# Exercise 2: Comparing data to predictions

In this week's exercise we will work on comparing observations (data) to predictions.
In particular, we will explore two different ways in which we can compare data to a prediction:

1. Comparing individual measured values to their equivalent predicted values using a *goodness-of-fit* equation
2. Fitting a line to *x-y* data using the *least squares regression*

Both of these cases are frequently used, and can even be conducted in commonly used software such as **Microsoft Excel**.
Our goal is to understand what the numbers from these "fits" mean and how they are calculated.

For each problem you need to modify the given notebook, and then upload your files to GitHub.
The answers to the questions in this week's exercise should be given by modifying the document in places where you are asked.

- **Exercise 2 is due by the start of class on on 12.11.**
- Don't forget to check out [the hints for this week's exercise](https://introqg.github.io/qg/lessons/L2/exercise-2.html) if you're having trouble.
- Scores on this exercise are out of 20 points.

# Problem 1: Calculating a goodness-of-fit (9 points)

For this problem, you will work on reading some measured and predicted [thermochronometer age data](data/Coutand2014-AFT-ages.txt) (don't worry about what these ages mean for now), calculating a goodness-of-fit for the data, and making a data plot.
Data for this exercise comes from a [recent paper published on the exhumation of the Himalaya in Bhutan](http://dx.doi.org/10.1002/2013JB010891), in case you're curious.
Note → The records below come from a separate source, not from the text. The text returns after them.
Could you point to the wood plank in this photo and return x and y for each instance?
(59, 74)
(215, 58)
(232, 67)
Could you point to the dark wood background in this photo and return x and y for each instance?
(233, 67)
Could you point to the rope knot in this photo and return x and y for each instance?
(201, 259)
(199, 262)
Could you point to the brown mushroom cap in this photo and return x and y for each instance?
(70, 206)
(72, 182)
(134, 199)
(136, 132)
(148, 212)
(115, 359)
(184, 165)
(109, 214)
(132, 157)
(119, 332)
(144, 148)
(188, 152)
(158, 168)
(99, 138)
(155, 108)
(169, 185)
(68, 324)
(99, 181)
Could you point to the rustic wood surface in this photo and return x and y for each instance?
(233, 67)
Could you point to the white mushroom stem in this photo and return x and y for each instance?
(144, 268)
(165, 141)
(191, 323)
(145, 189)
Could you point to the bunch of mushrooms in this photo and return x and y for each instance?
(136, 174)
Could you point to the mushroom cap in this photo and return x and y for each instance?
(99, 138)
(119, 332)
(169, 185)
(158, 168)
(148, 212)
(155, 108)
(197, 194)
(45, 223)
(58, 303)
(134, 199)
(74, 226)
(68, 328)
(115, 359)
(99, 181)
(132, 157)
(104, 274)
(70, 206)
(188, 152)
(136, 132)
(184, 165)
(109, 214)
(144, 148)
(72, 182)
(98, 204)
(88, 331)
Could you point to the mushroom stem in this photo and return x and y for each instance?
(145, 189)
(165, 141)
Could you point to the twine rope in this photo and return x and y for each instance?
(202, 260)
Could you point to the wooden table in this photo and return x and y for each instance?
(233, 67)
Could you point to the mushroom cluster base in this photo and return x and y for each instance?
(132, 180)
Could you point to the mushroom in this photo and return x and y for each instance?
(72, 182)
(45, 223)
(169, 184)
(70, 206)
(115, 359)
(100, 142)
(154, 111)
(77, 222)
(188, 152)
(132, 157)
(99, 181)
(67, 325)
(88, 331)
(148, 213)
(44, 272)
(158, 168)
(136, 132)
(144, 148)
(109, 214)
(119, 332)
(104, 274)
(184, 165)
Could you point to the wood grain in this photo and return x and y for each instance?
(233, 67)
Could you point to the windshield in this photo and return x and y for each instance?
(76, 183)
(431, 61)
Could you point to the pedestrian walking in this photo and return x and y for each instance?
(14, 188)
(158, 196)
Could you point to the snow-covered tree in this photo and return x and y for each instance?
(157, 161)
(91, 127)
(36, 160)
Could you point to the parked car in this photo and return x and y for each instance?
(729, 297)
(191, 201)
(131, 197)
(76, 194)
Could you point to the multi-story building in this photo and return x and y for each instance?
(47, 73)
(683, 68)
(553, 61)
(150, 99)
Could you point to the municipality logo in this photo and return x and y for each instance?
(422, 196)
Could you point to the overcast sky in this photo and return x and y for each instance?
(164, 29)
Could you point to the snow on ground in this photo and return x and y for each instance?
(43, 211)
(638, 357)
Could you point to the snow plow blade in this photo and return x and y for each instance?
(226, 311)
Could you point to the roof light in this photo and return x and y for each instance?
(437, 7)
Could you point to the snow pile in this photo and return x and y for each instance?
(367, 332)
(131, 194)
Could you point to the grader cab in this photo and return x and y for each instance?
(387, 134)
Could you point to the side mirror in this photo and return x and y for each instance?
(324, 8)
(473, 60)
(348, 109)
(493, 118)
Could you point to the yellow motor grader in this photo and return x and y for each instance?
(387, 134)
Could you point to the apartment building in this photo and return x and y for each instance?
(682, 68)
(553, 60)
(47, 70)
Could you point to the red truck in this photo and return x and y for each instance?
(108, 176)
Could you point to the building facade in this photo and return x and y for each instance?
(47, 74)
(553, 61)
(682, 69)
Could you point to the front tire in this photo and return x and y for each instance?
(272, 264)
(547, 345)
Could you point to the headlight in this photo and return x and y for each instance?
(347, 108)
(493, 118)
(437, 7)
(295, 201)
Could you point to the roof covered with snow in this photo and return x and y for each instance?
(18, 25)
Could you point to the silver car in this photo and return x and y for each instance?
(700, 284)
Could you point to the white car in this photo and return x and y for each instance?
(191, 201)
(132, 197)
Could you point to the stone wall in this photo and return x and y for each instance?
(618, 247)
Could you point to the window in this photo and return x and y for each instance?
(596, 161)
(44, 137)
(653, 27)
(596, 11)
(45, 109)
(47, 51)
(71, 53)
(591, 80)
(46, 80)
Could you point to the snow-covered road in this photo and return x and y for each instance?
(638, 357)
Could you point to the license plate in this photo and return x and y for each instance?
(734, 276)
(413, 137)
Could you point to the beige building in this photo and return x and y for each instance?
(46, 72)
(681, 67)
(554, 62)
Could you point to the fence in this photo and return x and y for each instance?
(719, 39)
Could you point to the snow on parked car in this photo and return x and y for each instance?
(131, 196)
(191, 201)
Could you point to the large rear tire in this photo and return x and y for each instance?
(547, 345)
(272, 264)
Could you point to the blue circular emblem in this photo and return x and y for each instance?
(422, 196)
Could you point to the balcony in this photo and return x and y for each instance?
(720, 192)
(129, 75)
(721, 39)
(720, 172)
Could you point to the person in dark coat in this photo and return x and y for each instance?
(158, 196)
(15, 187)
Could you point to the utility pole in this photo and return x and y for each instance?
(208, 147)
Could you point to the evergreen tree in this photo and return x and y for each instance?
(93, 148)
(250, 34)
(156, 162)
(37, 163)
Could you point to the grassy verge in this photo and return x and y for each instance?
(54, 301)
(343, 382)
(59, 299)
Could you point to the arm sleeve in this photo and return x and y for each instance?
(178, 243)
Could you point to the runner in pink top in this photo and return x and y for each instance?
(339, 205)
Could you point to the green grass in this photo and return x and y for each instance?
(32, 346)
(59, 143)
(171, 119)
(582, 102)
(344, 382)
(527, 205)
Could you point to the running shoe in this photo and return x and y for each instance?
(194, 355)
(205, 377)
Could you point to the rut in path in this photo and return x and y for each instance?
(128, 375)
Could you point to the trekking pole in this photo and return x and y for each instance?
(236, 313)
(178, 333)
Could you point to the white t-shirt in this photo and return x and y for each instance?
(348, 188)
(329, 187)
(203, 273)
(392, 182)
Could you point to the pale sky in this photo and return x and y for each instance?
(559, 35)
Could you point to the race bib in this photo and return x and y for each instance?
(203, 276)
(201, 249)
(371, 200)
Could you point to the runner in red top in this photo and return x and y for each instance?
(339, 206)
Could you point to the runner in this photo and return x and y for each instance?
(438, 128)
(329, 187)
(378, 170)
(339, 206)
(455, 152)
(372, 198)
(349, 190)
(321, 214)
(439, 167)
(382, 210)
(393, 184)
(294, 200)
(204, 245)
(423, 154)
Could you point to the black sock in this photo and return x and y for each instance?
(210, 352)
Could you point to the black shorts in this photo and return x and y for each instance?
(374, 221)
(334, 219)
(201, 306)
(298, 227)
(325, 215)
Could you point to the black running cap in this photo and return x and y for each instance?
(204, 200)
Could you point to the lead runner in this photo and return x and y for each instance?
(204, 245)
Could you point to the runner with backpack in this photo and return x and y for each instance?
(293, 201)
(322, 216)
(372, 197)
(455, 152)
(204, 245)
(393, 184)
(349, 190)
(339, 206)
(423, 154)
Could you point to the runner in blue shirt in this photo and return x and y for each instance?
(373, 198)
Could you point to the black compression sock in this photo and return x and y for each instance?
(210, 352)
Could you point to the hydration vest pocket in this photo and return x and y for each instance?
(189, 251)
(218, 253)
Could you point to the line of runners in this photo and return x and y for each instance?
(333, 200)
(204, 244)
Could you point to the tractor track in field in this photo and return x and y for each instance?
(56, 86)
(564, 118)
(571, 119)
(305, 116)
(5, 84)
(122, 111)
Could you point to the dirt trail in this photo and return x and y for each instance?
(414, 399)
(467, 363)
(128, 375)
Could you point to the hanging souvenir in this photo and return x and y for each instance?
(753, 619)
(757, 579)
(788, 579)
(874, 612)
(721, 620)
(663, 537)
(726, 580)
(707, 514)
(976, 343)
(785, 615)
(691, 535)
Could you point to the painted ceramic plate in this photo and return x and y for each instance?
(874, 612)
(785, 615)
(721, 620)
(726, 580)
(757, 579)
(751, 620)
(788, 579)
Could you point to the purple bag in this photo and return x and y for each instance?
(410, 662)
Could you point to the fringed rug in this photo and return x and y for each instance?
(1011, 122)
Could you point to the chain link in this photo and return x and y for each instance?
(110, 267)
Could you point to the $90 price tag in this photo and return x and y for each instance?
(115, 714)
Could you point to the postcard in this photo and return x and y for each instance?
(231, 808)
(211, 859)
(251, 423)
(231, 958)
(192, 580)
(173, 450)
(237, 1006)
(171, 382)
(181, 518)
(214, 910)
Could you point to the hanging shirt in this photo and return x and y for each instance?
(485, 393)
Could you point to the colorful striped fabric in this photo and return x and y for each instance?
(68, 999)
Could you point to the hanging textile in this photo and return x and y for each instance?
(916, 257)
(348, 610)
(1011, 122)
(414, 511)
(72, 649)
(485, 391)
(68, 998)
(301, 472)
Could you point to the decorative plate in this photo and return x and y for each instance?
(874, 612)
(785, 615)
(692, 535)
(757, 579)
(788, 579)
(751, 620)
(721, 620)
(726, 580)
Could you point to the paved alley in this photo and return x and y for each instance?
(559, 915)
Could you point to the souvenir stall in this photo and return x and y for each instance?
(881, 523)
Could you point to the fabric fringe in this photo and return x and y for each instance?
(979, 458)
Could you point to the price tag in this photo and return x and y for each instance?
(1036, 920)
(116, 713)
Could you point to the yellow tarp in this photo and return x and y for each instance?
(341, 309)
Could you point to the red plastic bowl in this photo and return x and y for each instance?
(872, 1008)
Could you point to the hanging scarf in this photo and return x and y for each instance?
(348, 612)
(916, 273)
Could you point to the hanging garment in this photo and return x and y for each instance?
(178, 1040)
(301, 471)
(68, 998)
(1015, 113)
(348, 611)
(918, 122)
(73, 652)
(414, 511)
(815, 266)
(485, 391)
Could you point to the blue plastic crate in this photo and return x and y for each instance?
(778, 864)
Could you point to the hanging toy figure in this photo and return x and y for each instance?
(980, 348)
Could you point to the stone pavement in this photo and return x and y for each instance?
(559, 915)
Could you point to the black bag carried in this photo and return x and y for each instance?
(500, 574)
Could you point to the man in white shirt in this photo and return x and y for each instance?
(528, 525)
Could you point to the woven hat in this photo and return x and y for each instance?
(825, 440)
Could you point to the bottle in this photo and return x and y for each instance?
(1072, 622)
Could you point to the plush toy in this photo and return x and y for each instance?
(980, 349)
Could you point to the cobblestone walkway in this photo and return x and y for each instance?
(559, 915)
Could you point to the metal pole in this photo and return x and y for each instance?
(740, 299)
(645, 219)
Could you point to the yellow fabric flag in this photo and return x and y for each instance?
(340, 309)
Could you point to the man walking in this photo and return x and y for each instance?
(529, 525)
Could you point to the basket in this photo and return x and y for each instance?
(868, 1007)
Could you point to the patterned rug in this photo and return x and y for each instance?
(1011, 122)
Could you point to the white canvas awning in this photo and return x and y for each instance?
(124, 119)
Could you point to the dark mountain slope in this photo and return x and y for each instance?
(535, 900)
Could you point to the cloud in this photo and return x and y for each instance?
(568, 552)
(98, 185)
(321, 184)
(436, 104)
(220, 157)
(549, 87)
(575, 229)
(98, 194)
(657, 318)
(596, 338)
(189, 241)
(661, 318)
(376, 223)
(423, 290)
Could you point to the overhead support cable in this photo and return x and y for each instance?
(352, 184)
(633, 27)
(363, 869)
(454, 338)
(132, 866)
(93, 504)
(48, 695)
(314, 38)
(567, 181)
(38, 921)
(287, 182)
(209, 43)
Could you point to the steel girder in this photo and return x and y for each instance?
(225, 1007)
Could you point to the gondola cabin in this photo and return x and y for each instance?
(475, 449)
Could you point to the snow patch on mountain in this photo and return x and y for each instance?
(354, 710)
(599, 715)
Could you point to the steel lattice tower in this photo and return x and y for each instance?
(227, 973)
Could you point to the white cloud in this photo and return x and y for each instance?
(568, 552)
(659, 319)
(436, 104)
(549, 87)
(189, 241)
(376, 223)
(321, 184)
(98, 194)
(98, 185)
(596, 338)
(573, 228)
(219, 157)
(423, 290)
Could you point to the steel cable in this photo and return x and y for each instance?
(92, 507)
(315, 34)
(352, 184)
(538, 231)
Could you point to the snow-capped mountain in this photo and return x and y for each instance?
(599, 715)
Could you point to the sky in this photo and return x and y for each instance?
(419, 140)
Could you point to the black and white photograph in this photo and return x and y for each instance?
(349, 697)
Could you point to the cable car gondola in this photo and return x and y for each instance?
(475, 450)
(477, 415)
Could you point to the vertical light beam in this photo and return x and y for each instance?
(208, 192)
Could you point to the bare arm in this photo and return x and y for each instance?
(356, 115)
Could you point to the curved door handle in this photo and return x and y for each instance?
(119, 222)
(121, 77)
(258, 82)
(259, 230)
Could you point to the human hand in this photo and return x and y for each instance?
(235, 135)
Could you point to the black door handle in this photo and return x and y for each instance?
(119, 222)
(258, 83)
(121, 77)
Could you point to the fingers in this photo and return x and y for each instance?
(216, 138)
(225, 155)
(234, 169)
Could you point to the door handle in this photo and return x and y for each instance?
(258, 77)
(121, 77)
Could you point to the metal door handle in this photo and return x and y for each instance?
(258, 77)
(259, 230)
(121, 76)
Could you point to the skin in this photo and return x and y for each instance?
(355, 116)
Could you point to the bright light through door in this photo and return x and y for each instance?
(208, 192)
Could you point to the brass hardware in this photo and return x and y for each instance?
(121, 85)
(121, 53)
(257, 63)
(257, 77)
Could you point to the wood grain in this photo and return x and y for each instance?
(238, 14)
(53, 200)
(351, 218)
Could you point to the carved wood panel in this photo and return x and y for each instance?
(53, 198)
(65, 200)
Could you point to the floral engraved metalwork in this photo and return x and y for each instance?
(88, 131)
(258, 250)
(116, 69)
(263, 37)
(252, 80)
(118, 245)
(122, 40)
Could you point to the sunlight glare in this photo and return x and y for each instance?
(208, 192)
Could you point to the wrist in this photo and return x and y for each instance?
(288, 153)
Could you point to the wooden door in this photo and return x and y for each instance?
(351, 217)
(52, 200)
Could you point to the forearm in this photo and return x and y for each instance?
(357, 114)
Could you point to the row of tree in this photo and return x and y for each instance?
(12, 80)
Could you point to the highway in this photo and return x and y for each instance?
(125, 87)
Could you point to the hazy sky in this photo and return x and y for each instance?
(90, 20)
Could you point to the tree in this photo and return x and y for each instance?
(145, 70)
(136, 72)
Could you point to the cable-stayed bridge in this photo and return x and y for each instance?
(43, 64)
## Part 1: Reading the data file (1 point)

You first task for this problem is to read the data file [Coutand2014-AFT-ages.txt](data/Coutand2014-AFT-ages.txt) and split the data into separate arrays for each variable.

For this part you should:

- Read the data file into a varaible called `data`
- Split the data file into separate column arrays called `longitude`, `latitude`, `elevation`, `measured_age`, `std_dev`, and `predicted_age`

In [None]:
# Import NumPy and Matplotlib
import numpy as np
import matplotlib.pyplot as plt

# YOUR CODE HERE
raise NotImplementedError()

In [None]:
# This test should print the first row of the data file
print("First row of the data file:\n", data[0,:])


## Part 2: Calculating a goodness-of-fit (3 points)

Next, you should create a function to calculate the goodness-of-fit of the data in the data file.
For this, you can use the reduced chi-squared equation,

\begin{equation}
  \Large
  \chi^{2} = \frac{1}{N} \sum \frac{(O_{i} - E_{i})^{2}}{\sigma_{i}^2}
\end{equation}

where $N$ is the number of ages, $O_{i}$ is the $i$th measured age, $E_{i}$ is the $i$th predicted age, and $\sigma_{i}$ is the $i$th standard deviation.

For this part you should:

- Create a function called `chi_squared` that can be used to calculate the reduced chi-squared value for the data in the age data file
- Use your `chi_squared` function to calculate the goodness-of-fit of the predicted ages data to the measured ages

In [None]:
def chi_squared(measured, predicted, std):
    """Returns the reduced chi-squared value for input age data."""
# YOUR CODE HERE
raise NotImplementedError()

In [None]:
# This test should work
print("My goodness of fit {0:.2f} should be 7.64.".format(chi_squared(measured_age, predicted_age, std_dev)))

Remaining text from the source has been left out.